Now add 1 to n. Then if we take the reverse of n + 1, we have to add 10^L to n'. So:
(n + 1) - (n + 1)' = (n + 1) - (n' + 10^L) = (n - n') + (1 - 10^L) = 0 + 10^L - 1 (mod 3).
For the last expression is easy to see that it is always 0 mod 3 (in fact I think it will be divisible by 9, because it consists of only 9's).

Check the base case => done
(For the base case you might want to take 12 or something, because for all numbers < 12 it is completely trivial, although in principle checking it for n = 1 is sufficient).

 

[uart]

It also follows immediately from the property of base 10 natural numbers, that they are congruent with their digit sum modulo 9.

 

[CRGreathouse]

The digit sum of a base-b number is congruent to the number mod b-1, so in base 10 the number and its reverse are congruent mod 9 (since they're mutually congruent mod 9 to their shared digit sum). Thus the number minus its reverse is divisible by 9.

 

[tomisphere]

While the answers given here, proofs of the assertion, will be most pleasing to the professional mathematician who always seeks to provide answers in the form of a proof, I think the original asker, in asking "WHY?", was likely looking for something a little less formal and a little more intuitive, so that is what I'll attempt to provide here.

Let's look at the number 1234. When we reverse it, what happens?
We go from 1234 to 4321. The "4" moves from the 1's place to the 1000's place. Before the move it represented 4 * 1, or 4 * 10^0. Now it represents 4 * 10^3. We gained the latter and lost the former; so the "movement" of the digit "4" produces a change in value of +4000-4 = +4*10^3-4*10^0 = 4*(10^3-10^0).

Examination of the movement of the other digits shows that each digit's movement brings about a change in value of the form

digit*(10^n-10^m)

where n and m are non-negative integers. If you factor out the smaller term, you end up with something of the form

+/- digit*(10^p - 1)*10^q where p is a positive integer and q a nonnegative integer. The portion (10^p - 1) can be shown by simple algebra to be a multiple of (10 - 1) or 9.

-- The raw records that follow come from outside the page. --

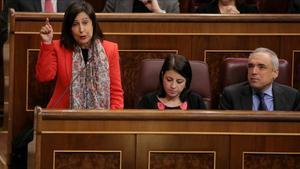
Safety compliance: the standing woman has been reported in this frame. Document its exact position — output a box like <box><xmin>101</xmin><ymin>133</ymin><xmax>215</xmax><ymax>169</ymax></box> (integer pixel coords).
<box><xmin>138</xmin><ymin>54</ymin><xmax>206</xmax><ymax>110</ymax></box>
<box><xmin>197</xmin><ymin>0</ymin><xmax>258</xmax><ymax>14</ymax></box>
<box><xmin>36</xmin><ymin>1</ymin><xmax>124</xmax><ymax>109</ymax></box>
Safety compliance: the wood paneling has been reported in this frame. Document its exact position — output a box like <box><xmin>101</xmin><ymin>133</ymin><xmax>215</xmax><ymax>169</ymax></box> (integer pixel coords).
<box><xmin>35</xmin><ymin>109</ymin><xmax>300</xmax><ymax>169</ymax></box>
<box><xmin>4</xmin><ymin>13</ymin><xmax>300</xmax><ymax>168</ymax></box>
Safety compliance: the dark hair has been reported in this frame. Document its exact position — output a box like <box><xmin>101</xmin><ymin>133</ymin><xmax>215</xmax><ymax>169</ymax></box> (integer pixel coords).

So, every movement of a digit in the number brings about a change in the value of the overall number that is a multiple of 9; therefore the sum of all digit-movements is also a multiple of 9.

Note that this doesn't apply to just reversals; any scrambling of the digits of a number produces a similar multiple-of-9 change in the number's value. For example, 1234 and 2341 differ by a multiple of 9.

It gets even more interesting if we consider "leading zeros". For example, 23010 can be considered a rearrangement of the digits in the number 123, because we might write 123 as 00123. (These leading zeros "add" 0 thousands and 0 ten thousands to the value of 123, thus not changing the value at all.) Differences between numbers paired in this way will be multiples of 9.

And as the others mentioned, the thing that makes "9" so special is that we use a base 10 number system. If we used base 16, for example, we'd find all digit-reversal pairs to differ by a multiple of (16-1), or 15.